The IC patients with IBS-like symptoms had significantly higher pelvic pain and urgency/frequency scores on their questionnaires than the 33 percent who didn’t have IBS-like symptoms. These patients also more often remembered not having a daily bowel movement as a child, and, when they did, having to push for the bowel movement. The patients with IBS-like symptoms reported urinating only once or twice a day in childhood and having painful urination more than the patients without IBS-like symptoms.

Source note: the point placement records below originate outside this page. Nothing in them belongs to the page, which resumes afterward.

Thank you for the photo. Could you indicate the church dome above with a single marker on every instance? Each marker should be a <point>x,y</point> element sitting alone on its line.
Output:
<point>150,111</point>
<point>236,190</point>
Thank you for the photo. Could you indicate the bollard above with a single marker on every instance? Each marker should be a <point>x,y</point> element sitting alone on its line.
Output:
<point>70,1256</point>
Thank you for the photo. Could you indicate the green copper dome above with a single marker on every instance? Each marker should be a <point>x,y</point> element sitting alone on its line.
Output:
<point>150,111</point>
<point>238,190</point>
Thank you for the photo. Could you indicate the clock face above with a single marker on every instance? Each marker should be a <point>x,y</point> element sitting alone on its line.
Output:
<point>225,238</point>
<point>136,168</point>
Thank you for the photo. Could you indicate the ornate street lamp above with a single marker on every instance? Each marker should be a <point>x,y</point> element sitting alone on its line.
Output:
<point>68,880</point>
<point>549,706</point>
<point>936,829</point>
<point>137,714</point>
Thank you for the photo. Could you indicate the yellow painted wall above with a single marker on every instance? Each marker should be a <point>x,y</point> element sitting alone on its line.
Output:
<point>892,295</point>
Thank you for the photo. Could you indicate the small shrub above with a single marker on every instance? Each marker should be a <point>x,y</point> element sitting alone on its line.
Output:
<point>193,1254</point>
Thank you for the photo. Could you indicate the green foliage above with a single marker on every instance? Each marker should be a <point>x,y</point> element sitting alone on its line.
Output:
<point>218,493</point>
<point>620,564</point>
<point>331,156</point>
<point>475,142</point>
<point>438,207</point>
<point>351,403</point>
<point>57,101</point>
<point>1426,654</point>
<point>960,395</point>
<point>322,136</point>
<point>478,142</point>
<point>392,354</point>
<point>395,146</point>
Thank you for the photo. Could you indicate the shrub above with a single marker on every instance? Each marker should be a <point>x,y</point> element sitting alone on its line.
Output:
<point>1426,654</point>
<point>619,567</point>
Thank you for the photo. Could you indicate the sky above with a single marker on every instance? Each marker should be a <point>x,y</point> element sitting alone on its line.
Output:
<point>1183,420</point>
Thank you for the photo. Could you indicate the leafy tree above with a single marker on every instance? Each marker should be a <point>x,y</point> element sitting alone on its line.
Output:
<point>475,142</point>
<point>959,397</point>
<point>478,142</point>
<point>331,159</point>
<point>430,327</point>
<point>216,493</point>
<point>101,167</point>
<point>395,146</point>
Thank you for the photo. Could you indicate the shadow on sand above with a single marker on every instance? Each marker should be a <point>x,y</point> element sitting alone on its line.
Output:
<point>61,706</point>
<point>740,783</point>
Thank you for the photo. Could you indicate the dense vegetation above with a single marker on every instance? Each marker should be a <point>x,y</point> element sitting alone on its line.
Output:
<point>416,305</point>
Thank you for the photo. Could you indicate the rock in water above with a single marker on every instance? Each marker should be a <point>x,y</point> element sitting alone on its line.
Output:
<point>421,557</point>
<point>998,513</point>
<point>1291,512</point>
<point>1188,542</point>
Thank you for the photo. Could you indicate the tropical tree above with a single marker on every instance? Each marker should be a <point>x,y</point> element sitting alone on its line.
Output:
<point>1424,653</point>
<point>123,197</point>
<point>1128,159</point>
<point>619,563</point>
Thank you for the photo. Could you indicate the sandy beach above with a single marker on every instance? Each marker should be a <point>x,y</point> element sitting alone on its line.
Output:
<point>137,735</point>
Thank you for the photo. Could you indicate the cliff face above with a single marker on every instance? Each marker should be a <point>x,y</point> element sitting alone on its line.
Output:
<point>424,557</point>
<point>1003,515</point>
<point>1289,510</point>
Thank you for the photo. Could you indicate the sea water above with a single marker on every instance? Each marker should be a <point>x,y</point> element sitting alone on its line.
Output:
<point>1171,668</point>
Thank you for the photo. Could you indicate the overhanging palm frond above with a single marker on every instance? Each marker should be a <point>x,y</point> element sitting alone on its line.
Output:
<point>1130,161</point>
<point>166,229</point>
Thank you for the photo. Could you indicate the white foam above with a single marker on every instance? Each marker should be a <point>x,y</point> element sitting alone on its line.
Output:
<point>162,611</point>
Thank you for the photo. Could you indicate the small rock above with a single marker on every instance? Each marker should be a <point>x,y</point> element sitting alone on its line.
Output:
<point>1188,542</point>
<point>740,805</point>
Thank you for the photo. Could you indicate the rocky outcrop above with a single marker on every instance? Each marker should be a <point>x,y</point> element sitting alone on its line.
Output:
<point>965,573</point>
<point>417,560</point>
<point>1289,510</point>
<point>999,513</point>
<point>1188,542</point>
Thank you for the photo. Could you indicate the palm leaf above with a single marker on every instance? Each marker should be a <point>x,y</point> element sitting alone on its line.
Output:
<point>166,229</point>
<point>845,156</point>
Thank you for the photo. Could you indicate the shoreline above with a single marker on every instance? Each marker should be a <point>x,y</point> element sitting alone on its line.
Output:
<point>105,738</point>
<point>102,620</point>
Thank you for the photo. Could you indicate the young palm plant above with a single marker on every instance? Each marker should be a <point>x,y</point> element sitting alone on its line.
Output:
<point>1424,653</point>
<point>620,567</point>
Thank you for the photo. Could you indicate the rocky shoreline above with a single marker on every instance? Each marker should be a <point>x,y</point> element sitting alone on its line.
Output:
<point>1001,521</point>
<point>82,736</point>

The researchers found that the IBS-associated phenotype of IC patients more strongly exhibit bladder and bowel dysfunction in childhood.

So, if bowel dysfunction symptoms in childhood can predict IBS symptoms in adulthood, could the same hold true for IC? Quite possibly. The two conditions are very overlapped and very similar in not having definitive etiologies or diagnostic tests. Their treatments both vary based on the individual patient, and they both are affected by diet. The bowel and bladder are physically close as well, but even more importantly, their nerves are nearly intertwined.(3)

 

References:

  1. Dorian RC, et. al. Childhood bladder and bowel dysfunction predicts irritable bowel syndrome phenotype in adult interstitial cystitis/bladder pain syndrome patients. Can Urol Assoc J. 2017 Aug. Volume 11, No. 8. (abstract)
  2. Dorian RC, et. al. Childhood bladder and bowel dysfunction predicts irritable bowel syndrome phenotype in adult interstitial cystitis/bladder pain syndrome patients. Can Urol Assoc J. 2017 Aug. Volume 11, No. 8. (full article)
  3. Osborne J. Irritable Bowel Syndrome and Interstitial Cystitis. IC Network. Feb. 2013, Updated Jan. 2017.